FKö, Genel Merkezini Beyrut’ta kurdu. İsrail silahlı güçleri 1982’de, FKö’nüm kökünü kazımak üzere Lübnan’a girdiler. İsrail ordusu, Batı Beyrut’ta, Sabra ve Şatilla’da yaklaşık olarak 2000 Filistinli ve Lübnanlı Şiilere katliam yapan Marunî (Lübnan’da,7. yüzyılda Ortodoks Kilisesinde ayrılan Katolik Hıristiyanlar) bazı organizasyonlarla (Hıristiyan Falanjist milisler)
işbirliği yapıyordu. Daha sonra İsrail’de kurulan bir komisyon, istifa etmek durumunda kalan İsrailli komutan Ariel Sharon’u katliam nedeniyle ahlaki sorumluğu kınamıştı. FKö liderliği, Birleşmiş Milletlerin (U. N)
koruması altında Beyrut’tan ayrılıp, Tunus’a yerleştiler. Bu arada devam eden savaş, Lübnan’da daha da güçlenmekte olup, 2006’da yapılan ikinci Lübnan savaşında İsrail’in Lübnan’dan çıkma zorunda bırakan Hizbullah adı verilen bir hareketin doğmasına neden oldu.

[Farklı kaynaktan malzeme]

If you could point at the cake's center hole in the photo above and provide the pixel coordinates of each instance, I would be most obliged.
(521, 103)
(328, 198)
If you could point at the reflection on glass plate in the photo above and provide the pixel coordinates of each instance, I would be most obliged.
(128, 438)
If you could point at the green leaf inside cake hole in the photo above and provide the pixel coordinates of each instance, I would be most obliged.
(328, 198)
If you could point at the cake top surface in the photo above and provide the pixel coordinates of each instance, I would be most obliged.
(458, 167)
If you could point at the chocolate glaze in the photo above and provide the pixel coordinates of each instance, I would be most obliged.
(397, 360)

İşgal altındaki Filistin de, İsrail’in bastırılmasında zorluk çektiği
(İntifa’da
adı verilen) iki ayaklanma meydana geldi. Bütün bu gelişmelerin temelinde, halen devam etmekte olup, uzun süre daha devam edeceği anlaşılan, İsrail ile Hamas arasında meydana gelen savaşın arka plan genel durumu
(background context) yatmaktadır. Hamas örgütü askeri açıdan İsrail’e ciddi bir tehdit teşkil etmez. İsrail’in Gazze’de uyguladığı blokaj politikası nedeniyle Gazze’de her türlü ihtiyaç maddesi kıtlığına yol açtığı hususu dikkate alındığında, İsrail ekonomik açıdan da makul bir durumunda hayatını idame ediyor. Ancak, İsrail ile Hamas arasında, esas olarak, diplomatik çevrelerde kavga veriliyor. Terazinin kefesi, meydana gelen gelişmelere göre, diplomatik alanda ağır basan tarafı gösteriyor.

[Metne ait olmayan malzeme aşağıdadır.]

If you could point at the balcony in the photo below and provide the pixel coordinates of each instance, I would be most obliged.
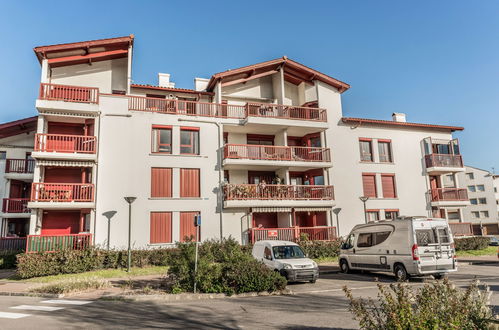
(60, 195)
(262, 195)
(443, 163)
(238, 156)
(293, 234)
(61, 146)
(66, 97)
(17, 206)
(449, 197)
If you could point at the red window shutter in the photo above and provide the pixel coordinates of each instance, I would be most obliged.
(189, 182)
(161, 182)
(369, 183)
(388, 183)
(161, 227)
(187, 228)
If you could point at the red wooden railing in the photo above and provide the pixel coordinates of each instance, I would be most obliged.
(286, 112)
(19, 166)
(293, 233)
(12, 243)
(51, 243)
(15, 205)
(261, 152)
(62, 192)
(448, 194)
(69, 93)
(65, 143)
(443, 160)
(277, 192)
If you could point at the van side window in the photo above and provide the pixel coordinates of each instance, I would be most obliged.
(381, 237)
(425, 237)
(267, 254)
(365, 240)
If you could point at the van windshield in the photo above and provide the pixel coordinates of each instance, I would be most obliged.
(288, 252)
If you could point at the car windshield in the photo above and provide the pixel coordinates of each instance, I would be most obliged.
(288, 252)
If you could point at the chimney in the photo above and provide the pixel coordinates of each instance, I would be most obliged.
(164, 80)
(200, 84)
(399, 117)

İsrail pozisyonu gayet net görünüyor. İsrail yönetimi, İsrail Askeri İstihbarat eski şefi Amos Yadlin’in
New York Times
gazetesinde
çıkan, gazetenin resmi görüşü tersine olabilecek
(the op-ed piece) başyazı makalesinde yer alan deyimle “Hamas’ı” yok etmek amacıyla askeri gücünü kullanıyor. Birleşik Devlerde (ABD) şimdiye kadar görev yapan İsrail Büyükelçileri arasında, Micheal Oren (İsrail tarihçisi, İsrail’in ABD’deki eski bir Büyükelçisi)
Washington Post
gazetesine verdiği başyazı makalesinde (the op-ed piece) yaptığı analizde en lafını esirgemeyen kişi oldu. Makale yazarı Oren, İsrail’in Batılı dostlarına bu işe karışmalarını ve her şeyden önce de, İsrail’in gerekli olan işini tamamlayıncaya kadar taraflar arasında ateşkes sağlama çabasına girmemelerini salık veriyor.

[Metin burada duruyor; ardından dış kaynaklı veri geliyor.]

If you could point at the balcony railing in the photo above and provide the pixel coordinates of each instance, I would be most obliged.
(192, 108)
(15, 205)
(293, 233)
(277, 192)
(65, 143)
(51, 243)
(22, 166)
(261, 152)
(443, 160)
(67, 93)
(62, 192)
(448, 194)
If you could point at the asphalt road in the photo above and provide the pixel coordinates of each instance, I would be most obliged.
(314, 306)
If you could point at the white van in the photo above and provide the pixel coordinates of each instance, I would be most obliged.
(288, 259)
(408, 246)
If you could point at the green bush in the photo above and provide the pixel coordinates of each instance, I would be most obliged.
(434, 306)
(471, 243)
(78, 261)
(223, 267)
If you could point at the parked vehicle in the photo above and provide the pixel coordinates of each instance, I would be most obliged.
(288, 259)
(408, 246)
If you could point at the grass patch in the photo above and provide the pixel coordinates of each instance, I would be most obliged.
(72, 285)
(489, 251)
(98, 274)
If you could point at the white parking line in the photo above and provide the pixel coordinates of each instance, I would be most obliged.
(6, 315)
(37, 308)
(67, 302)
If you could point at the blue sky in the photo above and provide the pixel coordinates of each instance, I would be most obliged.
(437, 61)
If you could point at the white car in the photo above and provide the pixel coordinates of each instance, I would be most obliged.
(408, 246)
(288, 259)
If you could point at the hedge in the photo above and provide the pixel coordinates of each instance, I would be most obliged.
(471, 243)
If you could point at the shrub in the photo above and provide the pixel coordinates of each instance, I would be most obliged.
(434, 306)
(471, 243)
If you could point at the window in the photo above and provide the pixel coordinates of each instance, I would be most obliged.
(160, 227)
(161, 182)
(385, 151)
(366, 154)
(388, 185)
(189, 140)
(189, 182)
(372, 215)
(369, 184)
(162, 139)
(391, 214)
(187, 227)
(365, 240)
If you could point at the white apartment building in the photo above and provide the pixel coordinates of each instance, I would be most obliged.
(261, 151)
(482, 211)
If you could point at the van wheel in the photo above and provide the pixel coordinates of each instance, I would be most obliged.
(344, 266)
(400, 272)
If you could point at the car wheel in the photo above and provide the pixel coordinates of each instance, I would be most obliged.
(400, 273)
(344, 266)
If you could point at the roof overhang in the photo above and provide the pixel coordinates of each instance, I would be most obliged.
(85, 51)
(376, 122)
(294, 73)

Hamas’ın pozisyonu da bir o kadar açıktır. (Filistinli siyasetçi, İslami Direniş Hareketi siyasi lideri) Halid Meşal, “dünyanın en büyük Açıkhava Hapishanesi haline gelen Gazze’de insanların yavaş yavaş ölüme terk edildiği”, sekiz yıldan beri devam eden blakaj kaldırılıncaya kadar herhangi bir ateşkes olmayacağını söyledi. Hayatını kaybeden Filistinlilerin orantısız derecede büyük olan sayısıyla ve Gazze’de meydana gelen kitlesel imha olaylarıyla birlikte, bu savaşta hayatını kaybedenlerin sayısında sürekli artış olması, Birleşmiş Milletler Güvenlik Konseyinde oybirliğiyle karar alınmasına yol açması gibi, dünya çapında “insani ateşkes” yapılması çağrısına neden oldu.
Oynanmakta olan diplomatik oyun; kimin kiminle görüşme yaptığına bağlı olarak gelişme gösterir. İlk başlarda, (Hamas’a her zaman karşı duran) Mısır yönetimi, Hamas’a bilgi vermeden İsrail ile görüşmeler yaptıktan sonra, ateşkes süresini ilan etti. Daha sonra dünya güçleri, Mısır’ı bu sürecin dışında tutmak marifetiyle, Türkiye ve Katar üzerinden Hamas ile görüşmelere başladılar. ABD Dışişleri Bakanı John Kerry’nin girişimi desteği İsrail’in bu “ihanetinden” vazgeçmesine neden oldu.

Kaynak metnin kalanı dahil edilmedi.